Active low risk surveillance Prostate cancer, which implies the immediate abandonment of a treatment, has been multiplied by three since such a "conservative" management had been recommended by an important directive in the United States 5 years ago.
Specifically, the practice of active surveillance or watchful waiting (AS / WW) increased from 14.5% in 2010 to 42% in 2015, when it became the approach the more common for the management of low-risk prostate cancer.
The new figures were published online Feb. 11 in JAMA.
The increase in AS / WW over time is "encouraging," said lead author Brandon A. Mahal, MD, a radiation oncologist at the Dana-Farber Cancer Institute in Boston, This "suggests that clinicians better adhere to current guidelines and recommendations," which will reduce over-treatment rates, he told Medscape Medical News.
However, another expert was surprised that the figures reported are so low.
"Despite these positive trends, it is disturbing to note that in 2015, only 42% of low-risk patients were treated conservatively," said Stacy Loeb, MD, urologist at NYU Langone Health in New York, in an email to Medscape Medical News.
Loeb and his colleagues recently reported Much higher rates: 72% of men under age 65 and 79% of men aged 65 and over with low-risk prostate cancer observed in the US Department of Veterans Affairs health system been carefully managed in 2015.
How could two American studies lead to such different results?
Data sources – and what they reflect in terms of treatment parameters – could be the explanation, Mahal and Loeb said.
The new findings are derived from the Active Surveillance Database / Monitored Prostate Watch on Surveillance, Epidemiology and End-of-Life Outcomes (SEER). These patients have been supported in various settings. On the other hand, the Loeb VA study only concerns one health system.
Mahal also pointed out that the VA study included a proxy for AS / WW via administrative codes, but not a validated AS / WW variable, embedded in the custom SEER database.
Loeb nevertheless stressed that the recently reported AS / WW rate was still low, considering what could be achieved.
Other results reinforce his argument. For example, data from the Swedish National Registry of Prostate Cancer shown in 2014, 74% of men with low-risk prostate cancer had been cared for with active surveillance.
Another emerging trend
Mahal and his colleagues, most of whom are also radiation oncologists from Boston institutions, also point to another trend that has emerged from 2010 to 2015 in the United States: for patients with cancer high-risk prostate, management plans have shifted to increased use prostatectomy and far from the use of radiotherapy.
This change "does not coincide with any new Level 1 evidence or any change in direction," they point out.
The surgery rate increased by 5% for high-risk prostate cancer, while the radiation therapy rate decreased by 5%.
This "downstream effect" of the AS / WW on surgery, performed by urologists, and radiation therapy, performed by radiation oncologists, requires further investigation, said the authors.
"This conclusion is provocative and could be a central topic of discussion," Mahal said in a press release.
"Further studies will be needed to determine if this trend is continuing and what forces may be behind this trend," he added.
In summary, the authors ask: what is happening in the full prostate cancer treatment landscape now that AS / WW is taking root?
Details of the study
For their study, the researchers analyzed initial management trends in patients with low-risk, intermediate or high-risk prostate cancer in the SEER Custom Database during the period of time. 5 year study.
They found that out of a total of 164,760 men, 20,879 (12.7%) had been treated by AS / WW, 68,350 (41.5%) had undergone radiotherapy and 75,531 (45.8%) had undergone a radical prostatectomy.
As expected, the use of surgery and radiation therapy during the study period decreased in men with low-risk prostate cancer (n = 50,302).

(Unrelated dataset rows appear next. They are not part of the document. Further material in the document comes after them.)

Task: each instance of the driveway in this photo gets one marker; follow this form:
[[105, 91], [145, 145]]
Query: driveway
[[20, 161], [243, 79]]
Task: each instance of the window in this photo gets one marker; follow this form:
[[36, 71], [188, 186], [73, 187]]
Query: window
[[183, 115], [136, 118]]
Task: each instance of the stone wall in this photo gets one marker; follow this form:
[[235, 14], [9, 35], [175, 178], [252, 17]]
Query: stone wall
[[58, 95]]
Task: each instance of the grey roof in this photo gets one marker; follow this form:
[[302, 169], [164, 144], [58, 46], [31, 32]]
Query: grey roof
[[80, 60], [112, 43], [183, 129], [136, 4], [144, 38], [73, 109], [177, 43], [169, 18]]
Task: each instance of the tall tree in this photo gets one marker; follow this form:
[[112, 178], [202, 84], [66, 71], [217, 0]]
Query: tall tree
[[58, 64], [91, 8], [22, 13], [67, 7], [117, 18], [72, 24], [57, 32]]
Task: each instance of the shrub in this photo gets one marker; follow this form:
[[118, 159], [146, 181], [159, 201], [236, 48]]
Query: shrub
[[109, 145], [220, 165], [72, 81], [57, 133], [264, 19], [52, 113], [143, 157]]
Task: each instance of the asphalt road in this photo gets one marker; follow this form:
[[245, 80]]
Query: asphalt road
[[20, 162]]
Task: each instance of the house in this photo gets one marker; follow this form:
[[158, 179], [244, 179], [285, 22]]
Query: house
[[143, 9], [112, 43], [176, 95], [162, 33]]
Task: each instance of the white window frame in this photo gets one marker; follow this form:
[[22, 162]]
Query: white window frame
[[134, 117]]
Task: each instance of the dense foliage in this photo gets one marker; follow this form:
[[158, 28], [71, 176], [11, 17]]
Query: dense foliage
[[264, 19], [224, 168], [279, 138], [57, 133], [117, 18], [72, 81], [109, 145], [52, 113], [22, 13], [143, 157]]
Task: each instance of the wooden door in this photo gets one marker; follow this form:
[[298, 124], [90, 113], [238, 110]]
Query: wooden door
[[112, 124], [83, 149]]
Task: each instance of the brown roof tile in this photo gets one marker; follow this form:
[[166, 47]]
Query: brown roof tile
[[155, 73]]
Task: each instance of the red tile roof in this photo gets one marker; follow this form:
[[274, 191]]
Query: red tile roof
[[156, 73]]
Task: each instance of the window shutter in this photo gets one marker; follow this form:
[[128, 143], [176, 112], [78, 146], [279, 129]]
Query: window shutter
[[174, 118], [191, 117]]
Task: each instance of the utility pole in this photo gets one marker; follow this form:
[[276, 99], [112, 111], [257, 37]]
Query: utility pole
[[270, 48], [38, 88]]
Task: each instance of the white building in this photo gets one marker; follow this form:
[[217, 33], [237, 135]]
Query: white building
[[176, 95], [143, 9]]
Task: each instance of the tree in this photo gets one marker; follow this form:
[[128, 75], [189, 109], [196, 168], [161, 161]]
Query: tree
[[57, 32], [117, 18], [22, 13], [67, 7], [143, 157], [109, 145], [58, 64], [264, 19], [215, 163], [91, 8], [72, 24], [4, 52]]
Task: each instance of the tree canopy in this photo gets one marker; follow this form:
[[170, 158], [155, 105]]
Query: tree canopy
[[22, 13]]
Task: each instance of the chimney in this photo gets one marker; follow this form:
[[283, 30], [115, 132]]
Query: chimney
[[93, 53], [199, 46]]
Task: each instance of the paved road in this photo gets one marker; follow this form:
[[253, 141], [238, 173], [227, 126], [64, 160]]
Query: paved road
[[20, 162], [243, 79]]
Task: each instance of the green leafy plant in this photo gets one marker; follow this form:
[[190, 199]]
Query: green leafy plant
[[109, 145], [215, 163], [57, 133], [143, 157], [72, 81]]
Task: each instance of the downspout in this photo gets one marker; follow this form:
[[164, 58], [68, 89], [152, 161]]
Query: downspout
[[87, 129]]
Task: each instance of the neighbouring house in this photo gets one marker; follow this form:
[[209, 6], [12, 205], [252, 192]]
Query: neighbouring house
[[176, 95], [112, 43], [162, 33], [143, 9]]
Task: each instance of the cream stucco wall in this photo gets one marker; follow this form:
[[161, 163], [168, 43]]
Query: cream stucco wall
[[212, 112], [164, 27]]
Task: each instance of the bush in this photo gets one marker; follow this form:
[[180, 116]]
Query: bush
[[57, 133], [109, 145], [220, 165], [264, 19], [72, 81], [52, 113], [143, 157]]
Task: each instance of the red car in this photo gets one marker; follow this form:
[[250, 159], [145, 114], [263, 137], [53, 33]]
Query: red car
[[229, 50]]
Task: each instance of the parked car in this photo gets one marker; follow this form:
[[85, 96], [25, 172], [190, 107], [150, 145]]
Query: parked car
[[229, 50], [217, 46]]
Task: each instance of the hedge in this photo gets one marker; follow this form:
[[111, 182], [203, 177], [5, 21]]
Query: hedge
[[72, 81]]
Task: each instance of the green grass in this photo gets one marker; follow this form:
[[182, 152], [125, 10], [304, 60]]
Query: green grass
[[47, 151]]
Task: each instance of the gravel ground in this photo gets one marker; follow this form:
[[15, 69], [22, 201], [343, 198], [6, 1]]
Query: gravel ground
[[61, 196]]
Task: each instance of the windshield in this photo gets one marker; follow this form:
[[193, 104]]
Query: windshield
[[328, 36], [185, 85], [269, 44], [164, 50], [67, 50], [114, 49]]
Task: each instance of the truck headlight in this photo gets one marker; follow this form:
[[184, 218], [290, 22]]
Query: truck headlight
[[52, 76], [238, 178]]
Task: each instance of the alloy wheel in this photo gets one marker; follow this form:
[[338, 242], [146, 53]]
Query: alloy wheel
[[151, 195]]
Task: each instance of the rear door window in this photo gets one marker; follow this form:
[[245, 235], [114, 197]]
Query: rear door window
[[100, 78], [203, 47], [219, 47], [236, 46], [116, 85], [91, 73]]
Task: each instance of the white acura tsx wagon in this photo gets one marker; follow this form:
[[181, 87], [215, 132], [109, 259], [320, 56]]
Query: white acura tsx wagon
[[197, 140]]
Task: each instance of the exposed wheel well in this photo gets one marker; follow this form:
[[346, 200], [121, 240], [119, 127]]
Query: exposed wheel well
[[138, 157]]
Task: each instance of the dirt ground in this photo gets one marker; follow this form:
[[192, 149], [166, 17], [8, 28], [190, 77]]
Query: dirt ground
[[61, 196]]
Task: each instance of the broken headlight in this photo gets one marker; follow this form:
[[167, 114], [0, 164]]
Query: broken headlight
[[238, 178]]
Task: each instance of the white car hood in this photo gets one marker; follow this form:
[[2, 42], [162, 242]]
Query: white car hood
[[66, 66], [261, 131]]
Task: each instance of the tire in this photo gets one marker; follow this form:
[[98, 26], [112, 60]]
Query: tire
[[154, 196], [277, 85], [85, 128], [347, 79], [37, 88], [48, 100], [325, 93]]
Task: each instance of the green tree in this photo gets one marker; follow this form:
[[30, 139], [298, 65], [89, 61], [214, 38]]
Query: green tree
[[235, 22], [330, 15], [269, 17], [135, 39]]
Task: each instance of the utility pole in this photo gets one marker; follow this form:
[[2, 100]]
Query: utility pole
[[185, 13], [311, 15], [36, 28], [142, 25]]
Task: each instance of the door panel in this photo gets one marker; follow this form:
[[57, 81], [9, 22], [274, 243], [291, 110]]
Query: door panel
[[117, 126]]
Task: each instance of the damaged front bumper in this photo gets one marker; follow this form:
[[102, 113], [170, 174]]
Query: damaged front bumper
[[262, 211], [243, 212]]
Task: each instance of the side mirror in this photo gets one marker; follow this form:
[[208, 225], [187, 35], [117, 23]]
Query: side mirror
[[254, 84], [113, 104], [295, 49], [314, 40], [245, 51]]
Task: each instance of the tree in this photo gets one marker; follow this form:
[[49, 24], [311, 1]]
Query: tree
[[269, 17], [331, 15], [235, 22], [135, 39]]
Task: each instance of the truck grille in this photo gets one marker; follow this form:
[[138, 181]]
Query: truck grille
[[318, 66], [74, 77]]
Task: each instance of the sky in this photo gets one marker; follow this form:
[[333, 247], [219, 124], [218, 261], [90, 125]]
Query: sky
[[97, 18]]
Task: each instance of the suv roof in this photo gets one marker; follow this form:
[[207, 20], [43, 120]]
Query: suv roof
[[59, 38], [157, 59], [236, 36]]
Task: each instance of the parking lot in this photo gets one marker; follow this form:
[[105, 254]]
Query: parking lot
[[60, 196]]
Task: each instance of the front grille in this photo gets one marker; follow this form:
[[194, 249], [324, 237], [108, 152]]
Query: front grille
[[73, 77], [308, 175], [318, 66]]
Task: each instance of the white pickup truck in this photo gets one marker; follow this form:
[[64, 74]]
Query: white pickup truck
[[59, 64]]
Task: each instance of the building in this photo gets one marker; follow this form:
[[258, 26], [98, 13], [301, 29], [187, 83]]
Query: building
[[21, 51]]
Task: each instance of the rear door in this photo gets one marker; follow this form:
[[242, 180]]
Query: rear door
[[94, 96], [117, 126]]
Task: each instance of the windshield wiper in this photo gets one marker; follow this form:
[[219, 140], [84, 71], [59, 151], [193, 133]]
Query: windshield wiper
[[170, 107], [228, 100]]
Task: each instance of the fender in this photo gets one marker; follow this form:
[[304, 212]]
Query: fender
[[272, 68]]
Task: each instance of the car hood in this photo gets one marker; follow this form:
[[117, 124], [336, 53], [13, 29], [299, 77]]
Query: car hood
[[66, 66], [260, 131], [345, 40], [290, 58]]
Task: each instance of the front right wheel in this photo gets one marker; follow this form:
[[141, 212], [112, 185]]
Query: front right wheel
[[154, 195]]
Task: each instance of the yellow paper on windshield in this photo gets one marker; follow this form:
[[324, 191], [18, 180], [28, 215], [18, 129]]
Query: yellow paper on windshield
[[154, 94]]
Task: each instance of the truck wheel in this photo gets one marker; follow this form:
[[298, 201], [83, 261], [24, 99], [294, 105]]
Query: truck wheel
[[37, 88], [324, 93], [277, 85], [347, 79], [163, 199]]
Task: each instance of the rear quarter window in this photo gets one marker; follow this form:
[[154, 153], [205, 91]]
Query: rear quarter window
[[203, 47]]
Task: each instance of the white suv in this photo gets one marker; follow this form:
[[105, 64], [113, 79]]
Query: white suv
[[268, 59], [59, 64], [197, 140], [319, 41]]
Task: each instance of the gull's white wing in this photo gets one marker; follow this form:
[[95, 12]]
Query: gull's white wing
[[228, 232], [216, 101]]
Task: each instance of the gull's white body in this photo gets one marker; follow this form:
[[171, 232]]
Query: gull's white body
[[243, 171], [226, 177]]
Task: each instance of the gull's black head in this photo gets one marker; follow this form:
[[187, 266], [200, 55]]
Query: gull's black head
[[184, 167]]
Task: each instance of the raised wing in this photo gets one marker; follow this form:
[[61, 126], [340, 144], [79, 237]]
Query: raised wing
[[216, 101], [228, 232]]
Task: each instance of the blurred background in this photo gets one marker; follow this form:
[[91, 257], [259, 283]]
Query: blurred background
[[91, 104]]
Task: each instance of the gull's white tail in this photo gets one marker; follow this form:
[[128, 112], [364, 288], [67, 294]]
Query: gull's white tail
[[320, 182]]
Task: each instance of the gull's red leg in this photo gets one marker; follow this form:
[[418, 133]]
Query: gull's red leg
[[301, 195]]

As noted above, among men with low-risk disease, the use of AS / WW almost tripled from 14.5% to 42.1% between 2010 and 2015 (p <0.001 for the trend), while radical prostatectomy decreased from 47.4% to 31.3%. % (P <0.001 for trend) and radiotherapy decreased from 38.0% to 26.6% (p <0.001 for trend).
Similar patterns of AS / WW increase and decrease in the other two treatments in men with intermediate-risk disease.
However, as noted, something unexpected was discovered in men with high-risk prostate cancer (n = 32,622).
The researchers report that the use of AS / WW has remained stable (1.9% to 2.2%) from 2010 to 2015 (p = 0.08 for the trend), while treatment with Radical prostatectomy increased from 38.0% to 42.8% (P <0.001 for the trend). and the use of radiotherapy decreased from 60.1% to 55.0% (p <0.001 for the trend).
The authors conclude their letter noting that the study only covered initial management plans. "The way trends will translate into clinical outcomes is unknown," they conclude.
The study was funded by several sources, including the Wood Family Foundation, the Baker family, the Freedman family, Fitz's Cancer Warriors and David and Cynthia Chapin. Many of the authors of the study have financial ties to industry, including companies offering prostate cancer products.
JAMA. Posted online February 11, 2019.